ActPlane: eBPF-Based IFC Policy Engine for AI Agent Harnesses

Runtime enforcement and observability for AI agent harnesses and sandboxing: declare information-flow policies for safety, security and compliance, and ActPlane enforces them in the kernel with eBPF.

Prompt constraints and model guardrails are probabilistic. ActPlane is deterministic. Tool call check cannot see indirect system behavior, e.g. a sh script.

What you can express:

• "No codex may run git push or write outside /src": fine-grained sandboxing rules follow process lineage, no bypass via bash scripts or python.
• "Never remove the build cache in makefile unless explicitly asked or debugging": bypassable with a specific argument when necessary, not just sandbox.
• "When changing specs/*, also update the server, SDK, and docs": ActPlane never blocks the edit, it notifies the agent that downstream outputs are now stale.
• "Run make check & npm tests before committing": causal ordering, not just per-operation checks.

Quickstart

Install with one command. The eBPF program ships prebuilt (CO-RE, architecture independent), so there is no clang/llvm/libbpf to install — just a Rust toolchain:

cargo install actplane

Write a policy and run an agent (or any command) under the harness:

actplane init                                  # write a starter actplane.yaml
actplane compile                               # validate rules (no privileges)
actplane doctor                                # diagnose hooks, MCP, kernel support

codex                                         # MCP auto-attach tries passwordless sudo
sudo -E actplane run claude -p "review this repo"

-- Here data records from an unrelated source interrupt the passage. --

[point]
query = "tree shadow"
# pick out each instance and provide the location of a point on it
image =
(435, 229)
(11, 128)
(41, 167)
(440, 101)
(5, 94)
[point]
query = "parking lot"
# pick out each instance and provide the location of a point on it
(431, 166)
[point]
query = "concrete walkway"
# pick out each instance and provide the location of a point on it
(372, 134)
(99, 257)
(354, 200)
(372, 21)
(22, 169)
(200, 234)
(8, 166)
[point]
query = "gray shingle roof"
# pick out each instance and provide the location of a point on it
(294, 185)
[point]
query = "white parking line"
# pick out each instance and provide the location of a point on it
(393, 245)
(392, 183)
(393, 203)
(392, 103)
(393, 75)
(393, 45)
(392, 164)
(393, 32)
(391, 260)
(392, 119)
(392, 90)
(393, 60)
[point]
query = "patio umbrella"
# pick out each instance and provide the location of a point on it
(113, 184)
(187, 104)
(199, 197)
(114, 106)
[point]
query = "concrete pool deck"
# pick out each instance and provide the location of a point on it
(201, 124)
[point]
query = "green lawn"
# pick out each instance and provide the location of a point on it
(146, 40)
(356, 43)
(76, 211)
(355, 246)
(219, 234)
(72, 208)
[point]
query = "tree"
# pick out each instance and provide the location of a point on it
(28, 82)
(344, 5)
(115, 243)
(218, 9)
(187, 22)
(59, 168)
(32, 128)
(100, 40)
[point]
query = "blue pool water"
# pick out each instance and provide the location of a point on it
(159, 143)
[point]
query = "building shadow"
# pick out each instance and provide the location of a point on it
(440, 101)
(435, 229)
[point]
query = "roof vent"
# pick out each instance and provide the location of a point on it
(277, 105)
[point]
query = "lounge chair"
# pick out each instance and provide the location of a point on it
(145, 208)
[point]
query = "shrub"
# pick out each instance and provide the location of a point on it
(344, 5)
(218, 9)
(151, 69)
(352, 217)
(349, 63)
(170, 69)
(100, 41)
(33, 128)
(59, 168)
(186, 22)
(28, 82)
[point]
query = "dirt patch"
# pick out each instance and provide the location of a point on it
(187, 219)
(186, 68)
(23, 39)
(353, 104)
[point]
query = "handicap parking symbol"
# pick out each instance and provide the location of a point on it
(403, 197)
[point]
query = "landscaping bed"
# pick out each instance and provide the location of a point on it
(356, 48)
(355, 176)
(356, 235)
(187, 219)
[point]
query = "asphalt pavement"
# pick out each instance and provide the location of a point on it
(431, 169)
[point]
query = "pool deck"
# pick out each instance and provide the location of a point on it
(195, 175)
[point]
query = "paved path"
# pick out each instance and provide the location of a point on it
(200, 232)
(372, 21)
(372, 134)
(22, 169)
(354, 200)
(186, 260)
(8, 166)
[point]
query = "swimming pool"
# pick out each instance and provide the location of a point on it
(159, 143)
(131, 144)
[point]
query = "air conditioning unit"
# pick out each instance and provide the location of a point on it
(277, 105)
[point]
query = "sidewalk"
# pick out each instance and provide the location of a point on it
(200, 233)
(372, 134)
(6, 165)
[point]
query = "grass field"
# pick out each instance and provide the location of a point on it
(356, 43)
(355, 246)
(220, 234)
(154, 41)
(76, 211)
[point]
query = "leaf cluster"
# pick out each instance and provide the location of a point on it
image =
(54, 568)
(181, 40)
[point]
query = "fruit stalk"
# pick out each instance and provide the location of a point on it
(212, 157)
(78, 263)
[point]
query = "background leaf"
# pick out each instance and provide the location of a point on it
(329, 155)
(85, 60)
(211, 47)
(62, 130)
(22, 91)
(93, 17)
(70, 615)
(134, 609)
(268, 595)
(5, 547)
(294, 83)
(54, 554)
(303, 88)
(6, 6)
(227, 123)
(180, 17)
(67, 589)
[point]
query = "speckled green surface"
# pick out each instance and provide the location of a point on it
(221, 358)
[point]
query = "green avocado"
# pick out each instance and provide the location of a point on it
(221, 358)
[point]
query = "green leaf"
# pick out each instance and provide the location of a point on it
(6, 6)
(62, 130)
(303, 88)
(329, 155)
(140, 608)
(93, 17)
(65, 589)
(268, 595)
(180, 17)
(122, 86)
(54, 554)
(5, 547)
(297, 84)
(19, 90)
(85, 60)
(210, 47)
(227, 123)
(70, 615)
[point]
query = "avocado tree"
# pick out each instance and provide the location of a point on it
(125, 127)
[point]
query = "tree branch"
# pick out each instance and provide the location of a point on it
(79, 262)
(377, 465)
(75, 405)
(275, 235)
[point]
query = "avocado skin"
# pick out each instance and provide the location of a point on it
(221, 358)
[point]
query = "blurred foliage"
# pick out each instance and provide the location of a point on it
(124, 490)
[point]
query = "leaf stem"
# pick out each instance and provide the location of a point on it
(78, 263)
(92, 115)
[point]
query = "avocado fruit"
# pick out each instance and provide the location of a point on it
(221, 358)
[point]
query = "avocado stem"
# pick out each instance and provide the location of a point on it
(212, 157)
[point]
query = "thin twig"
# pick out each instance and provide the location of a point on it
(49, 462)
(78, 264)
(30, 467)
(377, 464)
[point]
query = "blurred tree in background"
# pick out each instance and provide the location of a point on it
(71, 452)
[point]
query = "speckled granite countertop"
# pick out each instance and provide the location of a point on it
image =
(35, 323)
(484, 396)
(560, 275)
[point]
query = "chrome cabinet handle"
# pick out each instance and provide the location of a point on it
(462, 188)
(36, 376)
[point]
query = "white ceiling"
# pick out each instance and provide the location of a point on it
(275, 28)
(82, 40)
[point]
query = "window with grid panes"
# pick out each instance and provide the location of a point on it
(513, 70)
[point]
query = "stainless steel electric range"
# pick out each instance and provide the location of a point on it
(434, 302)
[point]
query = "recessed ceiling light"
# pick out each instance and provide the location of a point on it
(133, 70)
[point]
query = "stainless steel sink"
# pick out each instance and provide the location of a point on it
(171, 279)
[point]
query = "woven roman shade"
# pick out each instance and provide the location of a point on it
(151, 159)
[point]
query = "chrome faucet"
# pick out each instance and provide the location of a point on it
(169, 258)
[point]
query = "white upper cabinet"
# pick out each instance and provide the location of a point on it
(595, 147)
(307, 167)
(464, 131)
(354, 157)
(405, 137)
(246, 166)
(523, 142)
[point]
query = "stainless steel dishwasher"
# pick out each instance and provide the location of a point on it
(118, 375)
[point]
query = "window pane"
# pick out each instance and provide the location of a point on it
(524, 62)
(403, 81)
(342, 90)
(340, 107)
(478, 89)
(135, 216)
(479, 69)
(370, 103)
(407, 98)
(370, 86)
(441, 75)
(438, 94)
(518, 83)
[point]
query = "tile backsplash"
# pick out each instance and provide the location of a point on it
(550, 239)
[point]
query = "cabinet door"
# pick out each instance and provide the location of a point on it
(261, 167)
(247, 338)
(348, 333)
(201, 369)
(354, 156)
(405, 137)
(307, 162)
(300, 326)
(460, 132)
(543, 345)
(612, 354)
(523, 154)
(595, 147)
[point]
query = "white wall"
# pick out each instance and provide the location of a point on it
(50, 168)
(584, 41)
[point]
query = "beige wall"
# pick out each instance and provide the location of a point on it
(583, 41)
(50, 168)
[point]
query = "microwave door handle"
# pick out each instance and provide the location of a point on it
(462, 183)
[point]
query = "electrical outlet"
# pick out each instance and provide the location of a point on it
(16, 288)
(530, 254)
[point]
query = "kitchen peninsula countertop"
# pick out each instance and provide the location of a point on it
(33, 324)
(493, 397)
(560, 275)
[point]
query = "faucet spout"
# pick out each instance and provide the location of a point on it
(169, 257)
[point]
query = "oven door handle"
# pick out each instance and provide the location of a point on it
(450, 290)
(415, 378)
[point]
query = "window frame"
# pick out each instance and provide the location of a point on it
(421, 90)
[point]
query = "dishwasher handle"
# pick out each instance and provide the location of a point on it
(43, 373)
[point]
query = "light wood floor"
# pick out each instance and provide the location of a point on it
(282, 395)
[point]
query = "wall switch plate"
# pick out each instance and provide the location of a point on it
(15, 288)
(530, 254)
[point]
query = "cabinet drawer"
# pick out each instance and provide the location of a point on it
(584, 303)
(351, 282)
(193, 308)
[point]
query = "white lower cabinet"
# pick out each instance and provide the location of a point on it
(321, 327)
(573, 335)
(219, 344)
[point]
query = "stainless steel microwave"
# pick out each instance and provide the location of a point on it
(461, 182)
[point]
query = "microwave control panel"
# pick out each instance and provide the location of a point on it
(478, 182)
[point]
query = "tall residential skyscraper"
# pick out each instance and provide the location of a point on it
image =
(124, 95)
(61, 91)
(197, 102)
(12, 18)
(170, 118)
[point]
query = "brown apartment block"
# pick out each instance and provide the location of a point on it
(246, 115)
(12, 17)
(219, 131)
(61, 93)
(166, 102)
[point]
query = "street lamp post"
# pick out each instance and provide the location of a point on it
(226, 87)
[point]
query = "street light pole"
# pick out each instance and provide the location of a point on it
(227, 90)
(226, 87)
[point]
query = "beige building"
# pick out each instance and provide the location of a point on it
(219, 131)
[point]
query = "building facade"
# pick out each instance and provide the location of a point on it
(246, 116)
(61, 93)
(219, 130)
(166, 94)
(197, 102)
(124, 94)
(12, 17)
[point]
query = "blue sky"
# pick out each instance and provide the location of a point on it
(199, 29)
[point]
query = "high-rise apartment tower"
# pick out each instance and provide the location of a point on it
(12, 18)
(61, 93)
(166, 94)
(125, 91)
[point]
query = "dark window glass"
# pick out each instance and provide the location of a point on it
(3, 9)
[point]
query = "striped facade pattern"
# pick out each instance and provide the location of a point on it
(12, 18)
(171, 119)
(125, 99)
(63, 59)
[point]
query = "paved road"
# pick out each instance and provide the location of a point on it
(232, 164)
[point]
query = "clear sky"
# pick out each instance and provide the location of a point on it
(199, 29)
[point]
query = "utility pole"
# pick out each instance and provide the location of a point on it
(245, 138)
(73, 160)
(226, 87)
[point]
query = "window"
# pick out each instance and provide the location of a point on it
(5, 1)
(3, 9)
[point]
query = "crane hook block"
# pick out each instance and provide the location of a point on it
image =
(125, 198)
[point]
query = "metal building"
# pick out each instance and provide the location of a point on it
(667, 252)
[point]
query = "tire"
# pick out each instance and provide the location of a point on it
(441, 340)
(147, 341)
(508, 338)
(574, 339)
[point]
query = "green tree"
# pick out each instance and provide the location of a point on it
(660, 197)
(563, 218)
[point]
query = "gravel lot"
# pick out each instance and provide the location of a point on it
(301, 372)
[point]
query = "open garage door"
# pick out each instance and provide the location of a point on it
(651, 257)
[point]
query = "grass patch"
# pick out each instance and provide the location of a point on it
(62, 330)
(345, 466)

When a rule matches, ActPlane kills the action and tells the agent why:

🚫 KILLED: process 'git' (pid 4213, ppid 4210) — /usr/bin/git
   effect: kill
   reason: no git under the agent; use the review workflow

The agent receives this reason through its hook integration, understands the constraint, and takes a different path to complete the task.

Requirements: Linux kernel 5.8+ with BTF (/sys/kernel/btf/vmlinux). run and watch load the eBPF engine, so they need root (or CAP_BPF + CAP_SYS_ADMIN); ActPlane drops the target command back to your user. With BPF-LSM enabled, rules can block before the action commits; otherwise they notify (report) or kill.

Why an OS-level harness?

Agent constraints today come in three forms. Each solves a real problem but leaves a gap that the next layer down needs to cover.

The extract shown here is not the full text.